Now Aaron’s latest venture is her 2016 album Fire And Gasoline, an effort that relays a Rock, even Pop side beat, sounding something like another version of Meredith Brookes. Released on March 25th via Big Sister Records/ILS/Caroline, Fire and Gasoline was engineered by Ben Kaplan (Mother Mother, Hedley) as well as vocal engineer/keyboard guru John Webster (Bon Jovi, Aerosmith, The Cult), helping bring together eleven tracks from Aaron’s soul.
Opening the album is “Tom Boy,” which is reminiscent of earlier Avril Lavigne material. A fun little number originally written for Aaron’s daughter, it is one of the more aggressive tracks of the album. One could even say the song is thematic to where Lee Aaron is now. Next comes Aaron’s second single, title-track “Fire And Gasoline.” It resolutely delivers a groovy, funky bass sound along with a clearly developed vocal line. Within the fabric of the track, Aaron solidifies she is bad ace and she is not putting up with anyone’s stuff. It is a song that listeners will feel empowered by Aaron’s vocals bringing the words to life.
Moving on, another self-assertive track can be found within the bubblegum Punk Rock beat laden “Wanna Be.” Then there is “Bittersweet,” which rocks a great melody and a catchy sound. Furthermore, cuts like the refined “Heart Fix” and more mellow album closer “Find The Love” may be good enough to make it onto Adult Contemporary radio. Each track is solidly written with striking lyrics about life’s struggles. A topic many artists cover, Aaron’s sincere delivery make the songs that much more effective as they stand out and hopefully will get noticed for deserved airplay.

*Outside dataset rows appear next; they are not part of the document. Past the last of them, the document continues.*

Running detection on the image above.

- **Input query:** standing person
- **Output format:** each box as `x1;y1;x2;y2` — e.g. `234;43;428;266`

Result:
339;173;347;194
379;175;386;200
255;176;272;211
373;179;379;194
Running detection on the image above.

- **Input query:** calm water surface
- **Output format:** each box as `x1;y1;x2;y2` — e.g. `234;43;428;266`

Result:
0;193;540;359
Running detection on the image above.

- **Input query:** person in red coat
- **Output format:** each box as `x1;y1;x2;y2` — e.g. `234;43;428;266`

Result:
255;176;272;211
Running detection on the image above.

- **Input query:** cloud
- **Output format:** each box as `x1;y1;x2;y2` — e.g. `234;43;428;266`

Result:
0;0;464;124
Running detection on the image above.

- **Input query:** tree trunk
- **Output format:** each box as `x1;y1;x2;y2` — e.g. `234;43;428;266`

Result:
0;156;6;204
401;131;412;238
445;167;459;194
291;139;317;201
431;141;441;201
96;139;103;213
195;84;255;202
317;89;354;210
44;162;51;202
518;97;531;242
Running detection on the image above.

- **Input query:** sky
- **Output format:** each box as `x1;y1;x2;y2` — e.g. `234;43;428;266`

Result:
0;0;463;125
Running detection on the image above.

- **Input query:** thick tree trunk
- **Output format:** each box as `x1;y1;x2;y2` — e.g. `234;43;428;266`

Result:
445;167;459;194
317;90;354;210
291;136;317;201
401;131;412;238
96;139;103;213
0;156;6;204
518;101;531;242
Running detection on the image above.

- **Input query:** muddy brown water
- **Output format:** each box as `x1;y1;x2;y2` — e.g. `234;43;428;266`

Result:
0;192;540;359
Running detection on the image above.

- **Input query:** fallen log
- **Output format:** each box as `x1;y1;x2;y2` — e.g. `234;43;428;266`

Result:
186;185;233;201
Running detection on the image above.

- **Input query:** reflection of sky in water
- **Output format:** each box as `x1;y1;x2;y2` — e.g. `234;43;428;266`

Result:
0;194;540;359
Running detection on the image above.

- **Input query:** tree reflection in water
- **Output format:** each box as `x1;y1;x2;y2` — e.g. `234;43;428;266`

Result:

Mixed within the album is a diversity of sound, and that could be heard on “50 miles,” which possess a far darker vibe to it. With Aaron’s voice fitting very well, it is a song that has an edge of Blues Rock and Soul that will turn on many listeners. On the other side of the spectrum, “Bad Boyfriend” is the heaviest song on the album and the title states it all, letting the listener knowing this is not a romantic slow number. This before the smooth sounding “Nothing Says Everything,” which has a touch of Country Rock in its sound as Aaron emotionally sings about how the regret and the words unspoken in a relationship that could have made a difference. Thereafter is “If You Don’t Love Me Anymore,” a resplendently chill mainstream Rock song which has an ’80s feel with the complex piano and guitar lines radiating through. It is a song that is equally as effective and addictive as all those came before, and as stated with other tracks, hopefully gets the attention it deserves.
With Fire and Gasoline, Aaron brings the ’80s forward and splits the Rock to a new generation of lit and primed rollers. The album is an emotional ride from start to finish and contains topics everyone can relate to, all while remaining potent musically. With that all said, this is not a Metal album, it is an album where fans get a chance to hear a gracefully matured Aaron offering Rock in her own vision. CrypticRock.com gives Lee Aaron’s Fire And Gasoline 3 out of 5 stars.